For the general scheduler and buffer questions:
1) You can manipulate the max/min buffer sizes on a per block basis in the advanced tab. 

2) These are also a good reads and track well with some experiments that I’ve done. 

https://www.bastibl.net/gnuradio-performance-1/

https://www.bastibl.net/gnuradio-performance-2/

For your specific stream to disk question:
Have you set all the standard SDR performance settings on your machine (frequency scaling, power saving, etc) ?

Have you tried using a ramdisk instead of physical disk?

Is your hard drive an SSD or a spinney?

<end transmission>

On Aug 31, 2021, at 16:58, Jim Melton <jim.melton@sncorp.com> wrote:



I’m actually happy that the buffer isn’t full. I’m just surprised that it’s always empty.

 

The input is at 8msps.
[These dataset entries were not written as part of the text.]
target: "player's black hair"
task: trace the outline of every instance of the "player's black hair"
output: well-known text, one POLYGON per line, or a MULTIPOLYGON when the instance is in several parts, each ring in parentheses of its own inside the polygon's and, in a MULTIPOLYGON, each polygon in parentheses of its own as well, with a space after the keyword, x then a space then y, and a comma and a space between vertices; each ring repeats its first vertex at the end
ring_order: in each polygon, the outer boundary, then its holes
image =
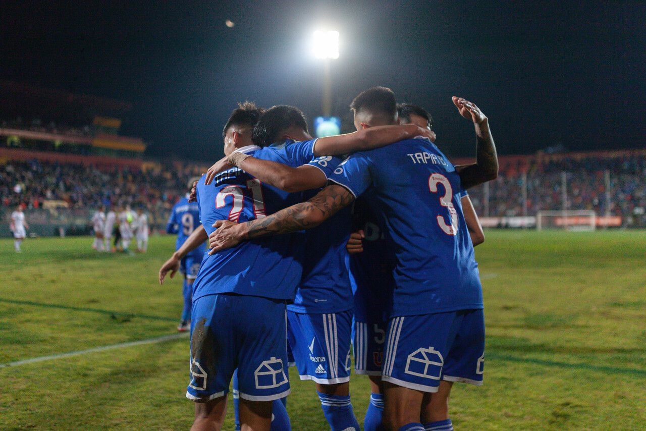
POLYGON ((238 107, 231 111, 227 123, 224 125, 222 139, 226 137, 227 131, 233 125, 253 127, 258 122, 264 110, 262 108, 256 106, 253 101, 247 100, 242 103, 238 103, 238 107))
POLYGON ((411 114, 426 118, 428 128, 433 129, 433 116, 428 110, 421 106, 412 103, 397 103, 397 114, 400 118, 402 118, 404 121, 409 123, 410 122, 411 114))
POLYGON ((395 118, 397 103, 392 90, 385 87, 373 87, 359 93, 350 103, 350 109, 355 114, 366 111, 372 115, 395 118))
POLYGON ((251 140, 258 147, 267 147, 278 142, 280 135, 293 127, 307 131, 303 112, 293 106, 276 105, 266 110, 254 126, 251 140))

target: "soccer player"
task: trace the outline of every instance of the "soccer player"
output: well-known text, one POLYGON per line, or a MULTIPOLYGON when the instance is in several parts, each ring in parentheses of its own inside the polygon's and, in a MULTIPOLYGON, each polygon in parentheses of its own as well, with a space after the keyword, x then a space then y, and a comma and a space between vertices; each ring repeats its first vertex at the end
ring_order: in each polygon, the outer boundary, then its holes
MULTIPOLYGON (((374 148, 418 134, 430 134, 414 125, 376 127, 289 145, 241 148, 233 158, 242 162, 253 155, 296 167, 315 156, 374 148)), ((216 220, 262 218, 302 200, 300 193, 264 184, 238 168, 216 176, 210 185, 205 180, 198 184, 197 201, 207 232, 216 220)), ((302 246, 299 235, 284 235, 209 255, 203 261, 194 288, 193 379, 187 393, 205 402, 197 405, 195 429, 222 423, 224 395, 236 367, 243 428, 269 429, 271 401, 289 394, 284 366, 286 302, 293 300, 300 279, 300 264, 293 256, 302 254, 302 246), (255 315, 250 316, 249 310, 255 315)))
POLYGON ((148 251, 148 216, 140 207, 137 209, 137 251, 145 253, 148 251))
MULTIPOLYGON (((311 139, 304 116, 293 107, 271 108, 254 127, 254 142, 261 147, 311 139)), ((307 198, 325 185, 340 162, 337 157, 322 157, 292 167, 249 156, 238 167, 281 190, 309 191, 305 194, 307 198)), ((207 178, 205 184, 208 182, 207 178)), ((298 373, 302 380, 315 383, 333 430, 359 428, 349 390, 353 296, 346 243, 351 227, 349 209, 306 233, 300 283, 294 303, 287 306, 287 340, 298 373)))
POLYGON ((127 205, 125 207, 122 207, 123 211, 119 213, 119 233, 121 234, 121 251, 124 253, 130 253, 128 247, 130 246, 130 242, 132 239, 132 229, 130 224, 134 220, 130 205, 127 205))
POLYGON ((9 227, 14 233, 14 249, 16 253, 21 253, 20 244, 27 236, 25 228, 29 229, 29 224, 25 220, 22 205, 19 204, 16 211, 11 213, 11 225, 9 227))
POLYGON ((94 228, 94 242, 92 247, 99 251, 103 251, 103 229, 105 228, 105 213, 103 205, 92 216, 92 224, 94 228))
MULTIPOLYGON (((189 184, 193 184, 191 181, 189 184)), ((202 229, 200 222, 200 210, 196 203, 189 202, 189 196, 186 196, 180 199, 171 210, 171 215, 166 224, 167 233, 176 233, 177 240, 175 241, 175 250, 180 248, 186 242, 191 235, 198 229, 202 229)), ((189 243, 189 244, 191 243, 189 243)), ((200 266, 202 257, 206 251, 206 246, 203 238, 201 242, 196 244, 196 247, 187 252, 179 260, 180 262, 180 271, 183 275, 182 282, 182 296, 183 297, 183 309, 182 311, 182 318, 177 330, 180 332, 191 329, 191 308, 193 304, 193 282, 200 271, 200 266)))
POLYGON ((109 211, 105 215, 105 227, 103 230, 103 243, 106 251, 114 252, 115 251, 115 249, 110 246, 110 240, 112 238, 112 232, 114 231, 114 224, 116 223, 116 220, 117 214, 114 212, 114 207, 110 205, 109 211))
MULTIPOLYGON (((224 126, 223 139, 224 140, 224 152, 229 154, 237 148, 242 148, 253 145, 251 141, 251 131, 257 122, 263 109, 258 108, 253 103, 245 102, 239 104, 239 107, 233 110, 228 121, 224 126)), ((194 186, 197 182, 195 182, 194 186)), ((189 184, 191 183, 189 182, 189 184)), ((190 187, 190 185, 189 185, 190 187)), ((194 197, 189 199, 189 203, 194 202, 194 197)), ((195 204, 194 205, 197 205, 195 204)), ((203 245, 208 238, 204 227, 200 224, 193 231, 193 233, 184 241, 180 247, 160 269, 160 282, 163 282, 166 273, 171 272, 170 277, 172 278, 175 272, 180 268, 180 262, 191 252, 203 245)), ((203 252, 202 252, 203 254, 203 252)), ((189 291, 189 293, 191 291, 189 291)), ((190 297, 189 298, 189 312, 191 311, 190 297)), ((235 414, 236 430, 240 429, 240 396, 238 391, 237 372, 233 375, 233 405, 235 414)), ((283 401, 286 399, 276 399, 273 401, 272 406, 271 431, 287 431, 291 429, 289 417, 283 401)), ((197 407, 196 408, 197 410, 197 407)))
MULTIPOLYGON (((433 118, 423 108, 399 103, 400 124, 413 123, 432 129, 433 118)), ((492 161, 495 162, 495 159, 492 161)), ((483 181, 487 176, 483 176, 483 181)), ((466 191, 461 202, 474 246, 484 240, 482 226, 466 191)), ((370 199, 370 196, 367 196, 370 199)), ((358 198, 353 206, 355 231, 348 244, 350 255, 350 279, 355 295, 353 344, 355 370, 370 379, 370 403, 364 419, 364 431, 383 429, 383 386, 381 383, 385 330, 390 315, 390 297, 395 280, 394 244, 386 238, 382 220, 370 211, 366 198, 358 198)))
MULTIPOLYGON (((477 160, 493 156, 486 117, 463 99, 456 105, 474 120, 477 160)), ((397 120, 394 95, 384 87, 364 92, 351 107, 358 129, 397 120)), ((211 253, 241 240, 315 227, 370 190, 371 209, 397 246, 382 372, 384 425, 389 430, 450 429, 446 415, 432 415, 440 410, 433 404, 448 405, 448 392, 438 392, 440 382, 480 384, 484 365, 482 288, 462 213, 460 177, 432 142, 412 139, 351 154, 330 181, 309 201, 262 220, 217 222, 211 253)))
It flows into an interpolation block to decimate to 2msps. Your comment about interpolation has me thinking. When you say “hogs” is that scheduler hogging, or just general CPU usage? I’m running on a very capable box with lots of spare CPU cycles/cores.

 

Does 0% make sense in this case?

 

Are there other methods I can/should call to get deeper into the buffer usage (like absolute number of items in the buffer)?

---

Jim Melton

Principal Software Engineer

Sierra Nevada Corporation



 

From: Discuss-gnuradio <discuss-gnuradio-bounces+jim.melton=sncorp.com@gnu.org> On Behalf Of Jeff Long
Sent: Tuesday, August 31, 2021 14:13
To: GNURadio Discussion List <discuss-gnuradio@gnu.org>
Subject: [EXTERNAL] Re: file_sink and performance monitoring

 

As you noticed, the scheduler currently has some corner cases, and changes to the flowgraph can affect which blocks see backpressure or starvation. We recently noticed that interpolators can become hogs even at very low rates for this reason.

 

The file sink may benefit from an output multiple. The scheduler does not allow changing of output multiple in a running flowgraph, so this could cause output to be truncated to a multiple. There is no guarantee that all samples make it through a flowgraph at termination, so this may not matter. The main reason I imagine file sinks affect performance (other than just adding another block) is that they write to disk.

 

Yes, you may find blocks where the buffer is never full. This isn't wrong, and it tells you that that block isn't causing backpressure or seeing it from downstream blocks.